John Kemp Starley, Neffe von James Starley, erfand 1885 das revolutionäre „Rover Safety Bicycle“, ein Sicherheitsrad mit niedrigem Schwerpunkt, zwei gleichgroßen Rädern und freier Lenkung, da nun das Hinterrad über eine Kette angetrieben wurde. Das „Rover“ war bequemer, sicherer und schneller als andere Zweiräder. Die Erfindungen des Kugellagers (1884) durch Friedrich Fischer, der nahtlos gewalzten Stahlröhren im Schrägwalzverfahren (1886) durch die Gebrüder Mannesmann und des Luftreifens (1888) durch John Boyd Dunlop machten das zunächst belächelte Niederrad zu einem ausgereiften und massentauglichen Produkt.
Das Fahrrad erreicht Unna
Auf eine Anfrage des Oberpräsidenten von Westfalen in Münster antwortete Unnas Bürgermeister Adolf Eichholz am 19.8.1887: „Hier wird das Radfahren nicht betrieben. Der Erlasz einer bezüglichen Polizei-Verordnung ist daher vorläufig kein Bedürfniß für Unna“.

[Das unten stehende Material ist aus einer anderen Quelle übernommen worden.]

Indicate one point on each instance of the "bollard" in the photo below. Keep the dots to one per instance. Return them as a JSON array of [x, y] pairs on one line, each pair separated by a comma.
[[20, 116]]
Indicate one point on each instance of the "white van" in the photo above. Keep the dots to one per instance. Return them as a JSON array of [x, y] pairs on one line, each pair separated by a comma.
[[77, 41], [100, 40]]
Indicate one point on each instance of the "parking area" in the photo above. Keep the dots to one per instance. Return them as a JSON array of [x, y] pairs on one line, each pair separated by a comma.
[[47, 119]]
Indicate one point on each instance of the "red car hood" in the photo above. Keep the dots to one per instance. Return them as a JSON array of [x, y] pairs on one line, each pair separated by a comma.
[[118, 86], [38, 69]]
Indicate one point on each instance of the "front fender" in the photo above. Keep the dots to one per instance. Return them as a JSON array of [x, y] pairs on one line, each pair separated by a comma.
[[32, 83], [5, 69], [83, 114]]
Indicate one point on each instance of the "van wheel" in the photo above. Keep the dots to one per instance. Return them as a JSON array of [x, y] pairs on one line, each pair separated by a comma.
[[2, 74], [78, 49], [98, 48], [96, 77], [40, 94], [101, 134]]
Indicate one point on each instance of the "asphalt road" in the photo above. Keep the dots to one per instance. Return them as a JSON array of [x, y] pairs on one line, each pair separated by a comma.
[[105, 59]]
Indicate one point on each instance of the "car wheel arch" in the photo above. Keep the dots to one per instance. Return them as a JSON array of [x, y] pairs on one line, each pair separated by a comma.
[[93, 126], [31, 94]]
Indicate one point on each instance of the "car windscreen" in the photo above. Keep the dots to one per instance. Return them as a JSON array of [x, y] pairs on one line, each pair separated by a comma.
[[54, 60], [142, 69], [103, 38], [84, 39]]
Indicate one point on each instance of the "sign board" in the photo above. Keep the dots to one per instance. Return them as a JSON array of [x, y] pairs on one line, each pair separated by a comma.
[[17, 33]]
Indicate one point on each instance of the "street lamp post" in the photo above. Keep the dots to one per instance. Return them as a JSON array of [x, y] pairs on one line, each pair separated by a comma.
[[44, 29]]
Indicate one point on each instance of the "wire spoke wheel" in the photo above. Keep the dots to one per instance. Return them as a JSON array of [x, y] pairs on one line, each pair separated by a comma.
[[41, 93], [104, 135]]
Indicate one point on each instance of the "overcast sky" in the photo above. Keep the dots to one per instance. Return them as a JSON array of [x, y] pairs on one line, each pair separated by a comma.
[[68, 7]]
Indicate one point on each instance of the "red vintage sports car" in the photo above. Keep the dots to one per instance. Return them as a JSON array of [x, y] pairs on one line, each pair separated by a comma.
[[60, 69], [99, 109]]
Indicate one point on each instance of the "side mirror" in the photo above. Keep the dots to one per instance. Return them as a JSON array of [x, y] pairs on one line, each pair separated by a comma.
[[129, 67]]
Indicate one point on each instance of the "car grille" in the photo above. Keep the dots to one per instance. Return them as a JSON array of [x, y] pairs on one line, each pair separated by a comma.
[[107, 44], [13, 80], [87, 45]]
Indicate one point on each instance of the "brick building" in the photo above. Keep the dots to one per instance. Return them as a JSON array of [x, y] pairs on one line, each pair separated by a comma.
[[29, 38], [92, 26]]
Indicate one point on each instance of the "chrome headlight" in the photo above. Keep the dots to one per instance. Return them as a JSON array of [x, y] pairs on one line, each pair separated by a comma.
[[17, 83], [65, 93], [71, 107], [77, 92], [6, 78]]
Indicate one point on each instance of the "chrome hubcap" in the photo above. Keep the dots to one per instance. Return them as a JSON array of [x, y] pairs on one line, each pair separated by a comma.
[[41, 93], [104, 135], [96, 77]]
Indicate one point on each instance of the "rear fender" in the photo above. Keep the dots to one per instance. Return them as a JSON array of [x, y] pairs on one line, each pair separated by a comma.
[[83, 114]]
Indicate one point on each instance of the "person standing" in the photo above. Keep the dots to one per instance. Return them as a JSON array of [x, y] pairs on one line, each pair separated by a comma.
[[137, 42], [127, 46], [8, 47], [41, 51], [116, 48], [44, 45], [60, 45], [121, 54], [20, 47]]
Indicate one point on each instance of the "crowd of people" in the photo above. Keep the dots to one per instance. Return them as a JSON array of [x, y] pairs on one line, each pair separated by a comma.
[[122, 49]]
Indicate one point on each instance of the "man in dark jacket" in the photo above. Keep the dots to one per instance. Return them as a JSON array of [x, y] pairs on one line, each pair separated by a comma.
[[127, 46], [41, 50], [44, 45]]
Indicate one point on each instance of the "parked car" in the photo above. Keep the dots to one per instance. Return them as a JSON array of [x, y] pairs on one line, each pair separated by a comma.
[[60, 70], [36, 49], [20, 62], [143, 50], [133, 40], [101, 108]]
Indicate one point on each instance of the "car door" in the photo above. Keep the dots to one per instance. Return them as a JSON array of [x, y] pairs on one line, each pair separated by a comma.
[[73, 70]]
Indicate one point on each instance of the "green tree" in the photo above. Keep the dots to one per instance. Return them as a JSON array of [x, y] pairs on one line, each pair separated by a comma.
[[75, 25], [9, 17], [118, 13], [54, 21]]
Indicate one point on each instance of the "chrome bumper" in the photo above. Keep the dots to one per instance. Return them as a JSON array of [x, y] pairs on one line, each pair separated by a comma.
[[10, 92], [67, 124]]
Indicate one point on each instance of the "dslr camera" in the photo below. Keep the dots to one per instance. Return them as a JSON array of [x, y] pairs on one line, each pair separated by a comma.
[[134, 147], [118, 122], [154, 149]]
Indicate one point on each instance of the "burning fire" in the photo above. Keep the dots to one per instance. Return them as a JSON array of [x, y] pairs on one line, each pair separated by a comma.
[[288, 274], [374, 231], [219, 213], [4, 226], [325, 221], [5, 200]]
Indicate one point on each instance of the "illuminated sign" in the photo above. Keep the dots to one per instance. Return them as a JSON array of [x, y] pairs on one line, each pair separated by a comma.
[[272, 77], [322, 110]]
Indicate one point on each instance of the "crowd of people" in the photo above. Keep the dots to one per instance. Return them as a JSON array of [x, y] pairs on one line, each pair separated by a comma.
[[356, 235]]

Ein Jahr zuvor am 9.8.1886 hatte er sich schon einmal ausführlicher zu diesem Thema geäußert. „Der Verkehr mit Velozipeden in dem hiesigen Stadtbezirk ist ein sehr geringer und beschränkt sich zur Zeit auf die die Stadt hin und wieder passierenden Velozipedfahrer aus den benachbarten Städten wie namentlich Dortmund pp. Erlasz einer den fragl. Verkehr regelnden Polizeiverordnung ist daher für den hiesigen Bezirk nicht als dringendes Bedürfniß zu erachten, zumal die Velozipedfahrer beim Passieren der hiesigen Stadt erfahrungsmäßig sehr selten durchfahren sondern fast regelmäßig vor der Stadt absteigen und das Veloziped neben sich durch die Stadt führen.“
Die Aussagen des Bürgermeisters Eichholz hatten nur noch eine kurze Zeit Gültigkeit. Erstmalig im August 1888 bot der Uhrmacher Otto von Roetel, der in der Bahnhofstraße 15 sein Geschäft hatte, im Hellweger Anzeiger und Boten Fahrräder (Bild 1) zum Verkauf an und benannte die Produzenten seines umfangreichen Angebots: „Coventry Maschinistes Co., Singer & Co., Starley Brothers, Oxford Cycles, Quadrant Tricycles Comp., New Rapid“. Namentlich nicht genannt die „ersten Firmen Deutschlands“, mit dieser Umschreibung war wohl auch Dissel & Proll aus Dortmund gemeint. Die damaligen Inhaber, Schmidt und Anger, suchten im gleichen Jahr mit Anzeigen nach Vertretern für ihr neues Sicherheitsrad.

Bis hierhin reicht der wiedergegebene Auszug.